Executing Constitutional Money Mandates in Congress


Navigating the complex landscape of financial governance, Congress holds a pivotal constitutional mandate to oversee the creation and regulation of the nation’s currency.

Delving into this critical aspect, it’s essential to examine the mechanisms through which Congress can effectively execute these mandates.

A closer look reveals the nuances surrounding appointments, the role of the Federal Reserve, and the need for a dedicated body to ensure compliance with the constitutional provisions.

Let’s explore how Congress can wield its authority in the realm of monetary policy to serve the greater public interest.

Empowering Congress for Financial Mandates

Congress’ Mandates Execution

Congress can appoint a dedicated group to fulfill money-related mandates as per the Constitution.

Currently, the Secretary of the Treasury executes tasks designated by Congress, like overseeing the stabilization fund.

Interpreting Congressional Appointments

Appointments made by Congress signify a collective decision, not a fraction.

The responsibility to coin money and regulate its value should thus stem from the unified Congress.

 Board of Governors Appointments

The President appoints and the Senate confirms the Governors of the Federal Reserve Board under the Banking Act of 1935.

Correcting Misconceptions

(a) While the President appoints, only the Senate confirms, excluding the collective voice of Congress. The mandate over money resides with both houses, not just the Senate.

(b) No clear mandate or specified duties are outlined for the Federal Reserve Board, negating honest price level establishment.

(c) The Federal Reserve Banks operate solely for private profit, not for public welfare.

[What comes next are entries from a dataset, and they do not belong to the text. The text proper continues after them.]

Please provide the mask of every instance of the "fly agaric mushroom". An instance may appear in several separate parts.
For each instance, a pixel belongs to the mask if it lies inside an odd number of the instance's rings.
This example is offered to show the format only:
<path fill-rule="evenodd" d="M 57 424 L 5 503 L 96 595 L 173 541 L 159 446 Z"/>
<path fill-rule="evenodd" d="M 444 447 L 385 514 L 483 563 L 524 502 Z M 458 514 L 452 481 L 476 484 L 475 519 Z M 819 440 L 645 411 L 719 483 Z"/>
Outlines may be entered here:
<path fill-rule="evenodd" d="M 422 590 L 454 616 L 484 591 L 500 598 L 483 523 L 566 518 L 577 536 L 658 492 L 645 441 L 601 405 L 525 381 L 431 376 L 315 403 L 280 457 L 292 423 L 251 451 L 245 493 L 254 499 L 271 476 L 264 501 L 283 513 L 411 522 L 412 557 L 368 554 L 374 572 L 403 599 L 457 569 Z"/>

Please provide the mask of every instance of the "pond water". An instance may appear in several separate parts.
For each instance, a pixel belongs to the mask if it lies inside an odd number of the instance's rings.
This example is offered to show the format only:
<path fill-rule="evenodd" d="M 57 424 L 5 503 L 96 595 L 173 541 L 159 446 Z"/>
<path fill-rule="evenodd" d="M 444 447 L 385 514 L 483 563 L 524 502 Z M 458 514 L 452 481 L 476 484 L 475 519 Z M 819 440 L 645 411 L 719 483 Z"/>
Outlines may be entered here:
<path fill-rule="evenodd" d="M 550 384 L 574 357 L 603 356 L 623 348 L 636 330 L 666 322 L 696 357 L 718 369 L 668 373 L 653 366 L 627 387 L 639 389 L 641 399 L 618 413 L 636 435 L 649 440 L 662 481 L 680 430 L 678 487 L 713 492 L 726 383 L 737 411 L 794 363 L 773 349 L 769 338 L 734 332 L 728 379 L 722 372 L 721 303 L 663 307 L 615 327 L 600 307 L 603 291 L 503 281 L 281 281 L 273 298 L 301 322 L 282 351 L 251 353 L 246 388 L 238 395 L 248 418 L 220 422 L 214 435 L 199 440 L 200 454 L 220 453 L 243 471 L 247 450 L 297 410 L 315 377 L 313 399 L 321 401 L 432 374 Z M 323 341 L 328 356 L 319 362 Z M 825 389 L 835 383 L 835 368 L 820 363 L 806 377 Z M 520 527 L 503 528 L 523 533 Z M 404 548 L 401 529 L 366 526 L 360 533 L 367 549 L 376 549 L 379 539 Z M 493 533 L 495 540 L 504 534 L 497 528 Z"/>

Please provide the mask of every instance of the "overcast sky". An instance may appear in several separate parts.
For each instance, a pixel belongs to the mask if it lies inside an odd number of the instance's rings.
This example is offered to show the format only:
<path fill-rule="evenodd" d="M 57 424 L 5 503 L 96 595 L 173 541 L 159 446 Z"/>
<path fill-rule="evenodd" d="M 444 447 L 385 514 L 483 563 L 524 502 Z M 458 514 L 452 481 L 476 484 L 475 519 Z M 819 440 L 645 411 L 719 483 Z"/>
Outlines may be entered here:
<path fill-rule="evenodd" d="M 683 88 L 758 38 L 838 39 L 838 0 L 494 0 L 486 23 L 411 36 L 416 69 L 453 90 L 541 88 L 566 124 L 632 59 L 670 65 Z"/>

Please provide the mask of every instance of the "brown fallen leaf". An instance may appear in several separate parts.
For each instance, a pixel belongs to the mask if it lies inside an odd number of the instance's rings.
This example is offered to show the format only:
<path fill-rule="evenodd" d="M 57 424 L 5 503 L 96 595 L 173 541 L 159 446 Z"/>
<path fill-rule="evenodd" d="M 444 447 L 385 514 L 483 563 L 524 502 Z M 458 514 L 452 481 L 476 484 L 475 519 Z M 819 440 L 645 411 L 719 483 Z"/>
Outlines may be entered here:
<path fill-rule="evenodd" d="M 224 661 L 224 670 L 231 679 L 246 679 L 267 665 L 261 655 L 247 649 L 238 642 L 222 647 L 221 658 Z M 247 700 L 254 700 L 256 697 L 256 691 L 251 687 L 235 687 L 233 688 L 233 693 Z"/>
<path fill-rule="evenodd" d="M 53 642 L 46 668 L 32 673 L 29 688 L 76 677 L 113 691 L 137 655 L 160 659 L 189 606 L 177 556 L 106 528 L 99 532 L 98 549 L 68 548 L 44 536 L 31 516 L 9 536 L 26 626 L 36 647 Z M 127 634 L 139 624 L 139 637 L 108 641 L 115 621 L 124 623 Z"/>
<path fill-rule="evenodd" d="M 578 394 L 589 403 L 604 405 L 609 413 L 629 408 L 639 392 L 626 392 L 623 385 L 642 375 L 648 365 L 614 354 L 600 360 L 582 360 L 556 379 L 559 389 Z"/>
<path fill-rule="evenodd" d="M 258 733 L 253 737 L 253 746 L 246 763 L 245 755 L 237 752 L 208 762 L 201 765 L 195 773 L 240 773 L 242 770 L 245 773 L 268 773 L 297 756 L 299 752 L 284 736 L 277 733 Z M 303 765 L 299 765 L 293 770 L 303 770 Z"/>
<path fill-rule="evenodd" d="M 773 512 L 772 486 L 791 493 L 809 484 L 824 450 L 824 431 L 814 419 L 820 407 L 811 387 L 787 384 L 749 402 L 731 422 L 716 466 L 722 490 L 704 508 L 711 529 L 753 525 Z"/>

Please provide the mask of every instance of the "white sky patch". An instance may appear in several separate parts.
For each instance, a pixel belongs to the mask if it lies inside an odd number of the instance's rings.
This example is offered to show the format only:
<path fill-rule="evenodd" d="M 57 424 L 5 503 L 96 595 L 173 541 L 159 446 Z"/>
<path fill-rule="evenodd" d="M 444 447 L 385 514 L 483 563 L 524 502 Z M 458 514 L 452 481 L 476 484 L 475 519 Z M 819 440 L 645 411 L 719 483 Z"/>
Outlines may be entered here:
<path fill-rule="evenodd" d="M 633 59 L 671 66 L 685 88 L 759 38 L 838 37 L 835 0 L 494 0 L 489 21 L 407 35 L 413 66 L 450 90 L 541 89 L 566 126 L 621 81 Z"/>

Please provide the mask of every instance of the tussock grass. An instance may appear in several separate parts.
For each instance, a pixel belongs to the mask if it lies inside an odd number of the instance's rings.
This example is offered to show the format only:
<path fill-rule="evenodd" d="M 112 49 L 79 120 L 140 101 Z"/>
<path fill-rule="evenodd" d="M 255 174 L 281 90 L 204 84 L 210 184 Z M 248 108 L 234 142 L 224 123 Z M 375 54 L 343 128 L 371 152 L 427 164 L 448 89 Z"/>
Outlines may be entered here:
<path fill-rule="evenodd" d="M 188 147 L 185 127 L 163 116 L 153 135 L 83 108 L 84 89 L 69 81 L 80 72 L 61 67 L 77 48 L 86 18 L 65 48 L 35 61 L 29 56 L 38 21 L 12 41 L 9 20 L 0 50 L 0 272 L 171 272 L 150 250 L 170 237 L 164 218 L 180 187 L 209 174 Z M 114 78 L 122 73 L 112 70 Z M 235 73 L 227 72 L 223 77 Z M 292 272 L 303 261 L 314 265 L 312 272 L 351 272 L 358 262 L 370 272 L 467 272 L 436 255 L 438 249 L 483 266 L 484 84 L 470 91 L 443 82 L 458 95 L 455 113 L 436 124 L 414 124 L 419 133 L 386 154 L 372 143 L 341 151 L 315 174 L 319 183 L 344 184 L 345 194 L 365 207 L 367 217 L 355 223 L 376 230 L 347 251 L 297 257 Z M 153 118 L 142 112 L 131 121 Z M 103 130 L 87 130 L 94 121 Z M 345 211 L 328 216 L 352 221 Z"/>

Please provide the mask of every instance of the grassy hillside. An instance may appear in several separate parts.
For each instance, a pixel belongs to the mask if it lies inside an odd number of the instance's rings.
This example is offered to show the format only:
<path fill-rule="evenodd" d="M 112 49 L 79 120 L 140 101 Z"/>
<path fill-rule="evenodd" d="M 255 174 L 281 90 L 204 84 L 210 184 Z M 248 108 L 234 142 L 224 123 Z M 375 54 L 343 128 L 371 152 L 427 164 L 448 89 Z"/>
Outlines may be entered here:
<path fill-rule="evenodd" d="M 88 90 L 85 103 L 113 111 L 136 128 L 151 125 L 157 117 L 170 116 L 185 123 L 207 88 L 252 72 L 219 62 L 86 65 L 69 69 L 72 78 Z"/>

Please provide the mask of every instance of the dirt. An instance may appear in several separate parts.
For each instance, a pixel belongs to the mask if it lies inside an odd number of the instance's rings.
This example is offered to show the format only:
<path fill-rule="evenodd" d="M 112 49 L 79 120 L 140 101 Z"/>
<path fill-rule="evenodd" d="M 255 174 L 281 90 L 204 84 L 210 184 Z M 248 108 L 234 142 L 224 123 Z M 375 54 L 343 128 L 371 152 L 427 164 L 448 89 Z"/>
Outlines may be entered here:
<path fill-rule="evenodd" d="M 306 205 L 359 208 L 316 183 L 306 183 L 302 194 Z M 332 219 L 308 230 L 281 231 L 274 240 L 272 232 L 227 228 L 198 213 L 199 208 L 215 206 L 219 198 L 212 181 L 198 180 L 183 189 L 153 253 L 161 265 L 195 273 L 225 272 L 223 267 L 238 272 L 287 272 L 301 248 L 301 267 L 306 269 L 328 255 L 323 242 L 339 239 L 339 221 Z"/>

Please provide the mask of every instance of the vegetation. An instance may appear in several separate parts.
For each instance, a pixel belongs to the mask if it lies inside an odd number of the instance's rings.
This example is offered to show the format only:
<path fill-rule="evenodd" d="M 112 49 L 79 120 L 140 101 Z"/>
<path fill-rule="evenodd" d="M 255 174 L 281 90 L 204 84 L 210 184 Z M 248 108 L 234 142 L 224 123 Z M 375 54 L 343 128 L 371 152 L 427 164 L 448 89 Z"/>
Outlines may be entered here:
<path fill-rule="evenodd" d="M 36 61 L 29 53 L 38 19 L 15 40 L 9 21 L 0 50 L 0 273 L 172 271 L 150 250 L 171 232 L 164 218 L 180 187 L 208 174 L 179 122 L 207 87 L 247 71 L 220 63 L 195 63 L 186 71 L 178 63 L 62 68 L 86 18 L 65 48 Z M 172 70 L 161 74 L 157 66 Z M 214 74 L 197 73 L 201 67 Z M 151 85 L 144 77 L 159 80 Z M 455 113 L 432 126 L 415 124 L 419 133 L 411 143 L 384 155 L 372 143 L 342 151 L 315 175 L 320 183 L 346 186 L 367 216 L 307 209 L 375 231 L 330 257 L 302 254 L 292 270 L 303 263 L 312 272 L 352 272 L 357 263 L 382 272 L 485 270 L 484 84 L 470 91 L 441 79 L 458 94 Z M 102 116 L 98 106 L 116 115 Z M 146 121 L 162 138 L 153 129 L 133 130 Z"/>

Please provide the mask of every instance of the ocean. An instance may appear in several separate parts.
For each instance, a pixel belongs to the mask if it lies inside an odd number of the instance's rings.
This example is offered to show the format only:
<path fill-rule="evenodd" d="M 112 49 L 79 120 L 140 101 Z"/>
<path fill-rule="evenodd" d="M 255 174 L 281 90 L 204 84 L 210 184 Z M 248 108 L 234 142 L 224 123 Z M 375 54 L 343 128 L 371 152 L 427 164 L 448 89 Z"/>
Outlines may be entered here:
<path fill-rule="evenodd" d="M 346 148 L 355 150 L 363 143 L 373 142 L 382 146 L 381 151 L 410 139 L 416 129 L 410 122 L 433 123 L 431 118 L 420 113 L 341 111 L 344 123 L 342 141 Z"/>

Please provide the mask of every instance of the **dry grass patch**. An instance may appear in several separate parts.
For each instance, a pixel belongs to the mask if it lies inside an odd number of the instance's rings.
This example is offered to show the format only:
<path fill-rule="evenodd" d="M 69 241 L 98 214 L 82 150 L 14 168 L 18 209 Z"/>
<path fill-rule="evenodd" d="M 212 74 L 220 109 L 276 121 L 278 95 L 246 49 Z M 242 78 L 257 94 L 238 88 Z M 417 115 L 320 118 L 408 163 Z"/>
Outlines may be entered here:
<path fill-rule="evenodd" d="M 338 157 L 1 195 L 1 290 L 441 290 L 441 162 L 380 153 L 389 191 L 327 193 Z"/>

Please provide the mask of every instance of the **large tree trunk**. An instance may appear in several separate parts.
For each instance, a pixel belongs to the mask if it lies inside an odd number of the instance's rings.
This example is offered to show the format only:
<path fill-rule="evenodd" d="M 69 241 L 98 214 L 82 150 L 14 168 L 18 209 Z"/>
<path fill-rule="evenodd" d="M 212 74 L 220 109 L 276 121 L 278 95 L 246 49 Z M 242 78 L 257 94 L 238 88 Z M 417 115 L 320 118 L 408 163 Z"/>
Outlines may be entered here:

(d) The Federal Government doesn’t cover the salaries of the Board Governors; they oversee profit-centric corporations.

Ideal Board Structure

A “Congressional Board of Money” composed of about nine individuals aligns with the Constitution’s money-related provisions.

Qualifications of Board Members

(a) Unquestioned Integrity: Demonstrated honesty and impeccable integrity are paramount.

(b) Absence of Financial Affiliations: No affiliations with international loan underwriters or speculative businesses.

(c) Educational and Business Experience: Profound education and practical business acumen vital for comprehensive economic analysis.

Congress selects admirals based on naval expertise, not painters or blacksmiths.

Similarly, appointees to the Congressional Money Board must possess requisite qualifications—education, experience, and character—to safeguard democracy.

Political Influence Concerns

Contrary to speculation, a Congressional Money Board wouldn’t succumb to political sway.

Presently, the Federal Reserve Banks operate as a shadow government, exploiting people and manipulating politicians for their gain, plunging citizens into financial victimhood.

Board Member Benefits

Board members wouldn’t benefit personally from money issuance. They’d receive salaries solely as citizens, contributing to the money in circulation.

Money Handling by the Board

The Board wouldn’t manage or control money once it’s in use. It’s directly paid to citizens and wouldn’t remain under the Board’s ownership or jurisdiction.

Accountability and Oversight

Should an excess or shortage of money arise, the Congressional Board of Money holds direct accountability.

Citizens can demand resolution from Congress, as the Board’s actions reflect Congress’s directives.

Transparency in Money Supply

Publicizing accurate, straightforward money figures weekly in major newspapers is vital.

This transparency ensures citizens—regardless of financial expertise—can comprehend the money’s status, shielding them from excesses or shortages.

Accountability in Money Control

Presently, only well-informed individuals, adept at deciphering cryptic statements, know the hidden figures and personalities controlling the nation’s financial destiny.

Non-partisanship and Independence

The Congressional Money Board must remain apolitical and independent.

Board members should have no political affiliations, no voting rights, and should distance themselves personally from business activities.

Upholding Democratic Financial Governance

Reinstating Congress’s authority in money regulation aligns with constitutional mandates and safeguards against manipulative private interests.

A Congressional Board of Money, transparent and devoid of political inclinations, would secure financial integrity.

By prioritizing transparency, accountability, and non-partisanship, the nation paves the way for an equitable financial landscape overseen by a responsible and unbiased governing body.